Jeśli chodzi o władzę i pieniądze, ludzie częstostać się pozbawionym zasad, okrutnym i agresywnym. Próbują zdobyć dla siebie większy kawałek tortu, więc często poświęcają zasady i przyjaźń. Powstają skandale, konflikty, czasem wojny. Jeśli w tym samym czasie przedstawiciele jednej klasy, społeczności lub państwa chwytają za broń, to jest to prawdziwa tragedia.

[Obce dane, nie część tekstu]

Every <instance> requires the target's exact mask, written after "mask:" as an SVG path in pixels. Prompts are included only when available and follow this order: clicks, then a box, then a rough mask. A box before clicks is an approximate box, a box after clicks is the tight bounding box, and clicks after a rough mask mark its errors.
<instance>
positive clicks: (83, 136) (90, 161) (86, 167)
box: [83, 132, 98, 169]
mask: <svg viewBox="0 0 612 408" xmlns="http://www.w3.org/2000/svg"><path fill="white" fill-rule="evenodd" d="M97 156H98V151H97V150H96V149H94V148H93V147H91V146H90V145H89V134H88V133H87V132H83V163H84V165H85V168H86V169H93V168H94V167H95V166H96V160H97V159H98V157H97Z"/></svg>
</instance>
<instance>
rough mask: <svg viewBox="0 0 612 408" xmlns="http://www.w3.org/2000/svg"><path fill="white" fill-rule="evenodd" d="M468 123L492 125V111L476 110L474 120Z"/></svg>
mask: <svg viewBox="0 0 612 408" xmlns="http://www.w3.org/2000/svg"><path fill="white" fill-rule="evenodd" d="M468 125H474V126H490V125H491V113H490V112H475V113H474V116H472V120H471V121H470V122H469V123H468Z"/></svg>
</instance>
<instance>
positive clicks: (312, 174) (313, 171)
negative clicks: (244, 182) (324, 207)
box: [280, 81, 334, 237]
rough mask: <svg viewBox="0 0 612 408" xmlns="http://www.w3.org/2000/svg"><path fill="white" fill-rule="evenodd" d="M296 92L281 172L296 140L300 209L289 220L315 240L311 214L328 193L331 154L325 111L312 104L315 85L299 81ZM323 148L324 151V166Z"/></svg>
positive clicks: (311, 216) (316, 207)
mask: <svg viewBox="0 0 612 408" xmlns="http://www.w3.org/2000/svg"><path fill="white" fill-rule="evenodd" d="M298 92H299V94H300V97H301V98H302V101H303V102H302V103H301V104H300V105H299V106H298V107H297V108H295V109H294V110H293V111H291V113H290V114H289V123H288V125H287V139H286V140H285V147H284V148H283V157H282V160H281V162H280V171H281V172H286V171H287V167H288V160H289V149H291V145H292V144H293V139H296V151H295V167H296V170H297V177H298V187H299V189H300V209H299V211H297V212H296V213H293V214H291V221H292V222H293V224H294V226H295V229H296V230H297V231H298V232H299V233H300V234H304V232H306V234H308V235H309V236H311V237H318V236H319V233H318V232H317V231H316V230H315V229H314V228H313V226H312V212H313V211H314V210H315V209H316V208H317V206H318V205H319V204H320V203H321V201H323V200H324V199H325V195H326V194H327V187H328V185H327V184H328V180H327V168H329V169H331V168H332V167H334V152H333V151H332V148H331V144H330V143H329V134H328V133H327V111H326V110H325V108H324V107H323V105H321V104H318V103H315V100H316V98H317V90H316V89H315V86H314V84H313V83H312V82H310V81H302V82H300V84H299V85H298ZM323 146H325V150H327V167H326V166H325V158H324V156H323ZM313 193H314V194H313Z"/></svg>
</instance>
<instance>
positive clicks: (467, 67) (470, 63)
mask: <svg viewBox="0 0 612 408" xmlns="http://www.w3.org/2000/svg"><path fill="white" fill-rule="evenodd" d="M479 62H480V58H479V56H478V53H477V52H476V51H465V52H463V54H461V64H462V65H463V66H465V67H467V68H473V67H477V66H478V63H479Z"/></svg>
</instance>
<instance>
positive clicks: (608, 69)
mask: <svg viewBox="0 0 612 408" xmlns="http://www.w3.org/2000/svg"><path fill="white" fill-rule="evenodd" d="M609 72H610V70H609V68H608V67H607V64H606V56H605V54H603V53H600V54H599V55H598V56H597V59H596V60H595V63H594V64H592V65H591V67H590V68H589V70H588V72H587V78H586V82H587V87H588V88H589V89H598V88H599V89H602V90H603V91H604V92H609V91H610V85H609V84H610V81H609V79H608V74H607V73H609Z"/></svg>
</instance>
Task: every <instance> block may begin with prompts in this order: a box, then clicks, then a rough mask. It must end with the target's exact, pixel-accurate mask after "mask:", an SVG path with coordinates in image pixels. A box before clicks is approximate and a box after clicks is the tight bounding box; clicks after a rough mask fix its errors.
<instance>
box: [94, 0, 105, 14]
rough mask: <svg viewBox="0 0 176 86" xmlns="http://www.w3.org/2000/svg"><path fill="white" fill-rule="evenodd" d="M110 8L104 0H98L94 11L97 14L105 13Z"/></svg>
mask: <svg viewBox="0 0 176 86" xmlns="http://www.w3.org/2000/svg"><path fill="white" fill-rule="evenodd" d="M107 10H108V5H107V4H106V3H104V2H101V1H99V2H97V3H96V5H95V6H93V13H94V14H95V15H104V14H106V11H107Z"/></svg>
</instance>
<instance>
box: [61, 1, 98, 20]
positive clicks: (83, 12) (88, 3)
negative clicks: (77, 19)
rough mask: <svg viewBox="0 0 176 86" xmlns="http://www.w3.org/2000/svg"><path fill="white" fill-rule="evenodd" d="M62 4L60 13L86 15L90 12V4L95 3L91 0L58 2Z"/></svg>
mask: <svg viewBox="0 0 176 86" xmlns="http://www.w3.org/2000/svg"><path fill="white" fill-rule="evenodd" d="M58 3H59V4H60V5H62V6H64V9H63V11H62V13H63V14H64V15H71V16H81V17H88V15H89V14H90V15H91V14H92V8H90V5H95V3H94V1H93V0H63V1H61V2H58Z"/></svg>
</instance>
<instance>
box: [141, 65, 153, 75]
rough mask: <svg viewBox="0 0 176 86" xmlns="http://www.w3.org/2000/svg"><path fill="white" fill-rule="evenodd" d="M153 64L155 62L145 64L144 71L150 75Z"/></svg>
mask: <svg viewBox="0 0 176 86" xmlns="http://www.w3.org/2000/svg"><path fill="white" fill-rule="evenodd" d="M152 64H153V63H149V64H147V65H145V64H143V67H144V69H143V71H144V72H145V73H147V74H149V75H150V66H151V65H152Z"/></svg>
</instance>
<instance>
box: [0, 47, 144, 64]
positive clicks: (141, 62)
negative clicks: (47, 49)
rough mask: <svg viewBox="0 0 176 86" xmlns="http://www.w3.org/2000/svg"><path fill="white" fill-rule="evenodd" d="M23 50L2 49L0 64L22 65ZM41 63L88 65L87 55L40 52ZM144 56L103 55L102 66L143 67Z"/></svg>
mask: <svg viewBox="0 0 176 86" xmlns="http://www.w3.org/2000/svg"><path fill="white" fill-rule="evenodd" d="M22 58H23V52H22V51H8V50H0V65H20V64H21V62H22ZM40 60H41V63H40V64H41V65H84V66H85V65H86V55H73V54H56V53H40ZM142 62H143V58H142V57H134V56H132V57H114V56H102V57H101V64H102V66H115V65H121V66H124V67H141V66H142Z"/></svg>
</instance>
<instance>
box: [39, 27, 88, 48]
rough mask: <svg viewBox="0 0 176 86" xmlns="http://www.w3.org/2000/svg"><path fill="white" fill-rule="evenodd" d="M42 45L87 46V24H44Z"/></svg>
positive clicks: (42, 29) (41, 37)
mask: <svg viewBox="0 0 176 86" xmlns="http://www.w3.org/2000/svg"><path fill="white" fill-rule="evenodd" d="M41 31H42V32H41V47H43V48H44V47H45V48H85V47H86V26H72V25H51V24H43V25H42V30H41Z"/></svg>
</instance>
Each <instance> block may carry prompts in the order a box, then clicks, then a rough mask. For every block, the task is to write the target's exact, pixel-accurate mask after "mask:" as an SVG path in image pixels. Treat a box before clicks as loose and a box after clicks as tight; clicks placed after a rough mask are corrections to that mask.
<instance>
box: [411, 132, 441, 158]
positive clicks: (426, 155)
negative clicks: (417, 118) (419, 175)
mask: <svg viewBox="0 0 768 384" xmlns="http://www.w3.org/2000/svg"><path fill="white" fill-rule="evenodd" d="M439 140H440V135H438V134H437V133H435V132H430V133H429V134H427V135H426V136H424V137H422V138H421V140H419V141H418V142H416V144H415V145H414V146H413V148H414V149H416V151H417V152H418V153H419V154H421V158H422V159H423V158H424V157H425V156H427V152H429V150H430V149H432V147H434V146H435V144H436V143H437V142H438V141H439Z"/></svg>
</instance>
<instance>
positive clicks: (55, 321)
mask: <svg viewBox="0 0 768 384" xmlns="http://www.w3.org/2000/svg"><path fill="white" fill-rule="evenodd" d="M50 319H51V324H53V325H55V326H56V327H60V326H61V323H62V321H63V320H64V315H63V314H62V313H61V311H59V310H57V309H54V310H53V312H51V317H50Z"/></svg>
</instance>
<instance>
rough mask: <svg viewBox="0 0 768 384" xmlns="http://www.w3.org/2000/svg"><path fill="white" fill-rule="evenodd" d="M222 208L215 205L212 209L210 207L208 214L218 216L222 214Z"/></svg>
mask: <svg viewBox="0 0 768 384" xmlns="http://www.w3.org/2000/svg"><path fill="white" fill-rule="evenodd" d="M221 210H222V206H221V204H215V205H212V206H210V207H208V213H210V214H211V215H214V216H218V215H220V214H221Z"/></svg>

Konflikt to nieporozumienie, zderzenie interesówi postawy, które często przeradzają się w konflikt. Osoby tej samej narodowości, wyznania i wychowania chwytają za broń. Mieszkają we wspólnym kraju, ale w różnych regionach, prowincjach, powiatach. Konflikt to zjawisko cykliczne. Zawsze byli i umrą tylko wraz ze śmiercią ludzkości. Europejscy panowie feudalni nieustannie walczyli o miejsce w słońcu w mrocznym średniowieczu. Podobne wojny toczyły się między emirami w Syrii, książętami Świętego Cesarstwa Rzymskiego w Niemczech, szlacheckimi rodzinami Taira i Minamoto w Japonii oraz książętami tej samej krwi w Anglii.

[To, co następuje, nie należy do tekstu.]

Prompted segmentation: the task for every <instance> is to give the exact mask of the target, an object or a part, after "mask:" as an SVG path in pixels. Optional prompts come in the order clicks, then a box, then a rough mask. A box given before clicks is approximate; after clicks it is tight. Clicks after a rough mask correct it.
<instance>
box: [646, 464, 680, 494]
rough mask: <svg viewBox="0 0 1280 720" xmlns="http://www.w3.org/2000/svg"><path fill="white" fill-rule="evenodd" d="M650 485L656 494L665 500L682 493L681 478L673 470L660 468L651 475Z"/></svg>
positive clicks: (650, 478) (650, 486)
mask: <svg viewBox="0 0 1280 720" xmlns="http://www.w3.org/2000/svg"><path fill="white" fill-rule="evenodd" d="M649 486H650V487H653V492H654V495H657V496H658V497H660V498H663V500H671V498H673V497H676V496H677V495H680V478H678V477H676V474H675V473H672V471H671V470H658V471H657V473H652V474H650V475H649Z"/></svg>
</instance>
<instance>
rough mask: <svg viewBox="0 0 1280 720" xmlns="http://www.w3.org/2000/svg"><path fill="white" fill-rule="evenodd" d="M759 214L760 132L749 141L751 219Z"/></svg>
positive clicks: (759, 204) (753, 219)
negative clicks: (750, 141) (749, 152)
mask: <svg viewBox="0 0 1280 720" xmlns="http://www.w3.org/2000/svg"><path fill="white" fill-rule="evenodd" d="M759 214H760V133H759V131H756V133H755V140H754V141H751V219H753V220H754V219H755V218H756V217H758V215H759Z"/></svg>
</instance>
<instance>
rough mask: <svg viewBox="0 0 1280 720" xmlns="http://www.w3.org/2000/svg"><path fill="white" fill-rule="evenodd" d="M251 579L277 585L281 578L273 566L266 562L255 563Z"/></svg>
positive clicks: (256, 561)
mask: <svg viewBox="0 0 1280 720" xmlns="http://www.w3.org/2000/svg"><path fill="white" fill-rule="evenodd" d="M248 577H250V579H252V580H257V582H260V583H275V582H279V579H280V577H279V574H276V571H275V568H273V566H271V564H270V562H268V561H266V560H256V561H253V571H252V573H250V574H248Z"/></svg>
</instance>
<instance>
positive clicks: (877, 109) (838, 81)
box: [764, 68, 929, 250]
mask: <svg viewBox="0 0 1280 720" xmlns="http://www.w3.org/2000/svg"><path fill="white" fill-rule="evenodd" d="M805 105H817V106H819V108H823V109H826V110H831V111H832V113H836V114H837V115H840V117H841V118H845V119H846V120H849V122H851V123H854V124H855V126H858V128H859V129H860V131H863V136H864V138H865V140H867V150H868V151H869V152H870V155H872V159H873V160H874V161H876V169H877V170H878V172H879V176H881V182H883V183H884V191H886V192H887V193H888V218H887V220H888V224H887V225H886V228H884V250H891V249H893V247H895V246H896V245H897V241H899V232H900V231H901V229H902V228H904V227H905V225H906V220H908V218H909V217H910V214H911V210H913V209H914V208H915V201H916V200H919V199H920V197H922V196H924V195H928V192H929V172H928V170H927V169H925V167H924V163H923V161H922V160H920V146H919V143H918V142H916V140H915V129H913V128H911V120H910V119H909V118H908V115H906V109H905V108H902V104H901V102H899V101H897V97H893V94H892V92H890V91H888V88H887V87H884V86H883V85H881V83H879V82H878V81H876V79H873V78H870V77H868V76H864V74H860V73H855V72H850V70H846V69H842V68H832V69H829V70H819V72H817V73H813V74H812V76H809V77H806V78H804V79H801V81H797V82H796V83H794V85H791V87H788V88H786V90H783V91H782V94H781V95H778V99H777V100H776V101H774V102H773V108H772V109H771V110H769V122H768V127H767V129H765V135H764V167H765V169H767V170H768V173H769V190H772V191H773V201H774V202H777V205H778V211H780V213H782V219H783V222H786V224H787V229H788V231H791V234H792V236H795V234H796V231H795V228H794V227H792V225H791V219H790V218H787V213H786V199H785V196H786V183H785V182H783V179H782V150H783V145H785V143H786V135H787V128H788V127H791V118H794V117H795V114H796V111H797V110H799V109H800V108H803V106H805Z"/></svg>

W naszych czasach są też spory - tonieporozumienia między partiami politycznymi, przywódcami, osobami publicznymi, regionami w państwie. Jeśli między nimi powstaje konflikt zbrojny, nazywa się to wojną domową, separatyzmem lub powstaniem. Podobne konflikty toczą się w naszym państwie od czasów Rusi Kijowskiej. Na przykład książę Igor przez wiele lat próbował stłumić powstania Drevlyan, którzy nie byli usatysfakcjonowani polityką władcy.
Walka to początek końca.Jeśli rządowi brakuje silnego, inteligentnego i pewnego siebie władcy, zdolnego do stłumienia buntu i pacyfikacji niezadowolonych, państwo rozpada się i przestaje istnieć. Tak stało się później z Rusią Kijowską.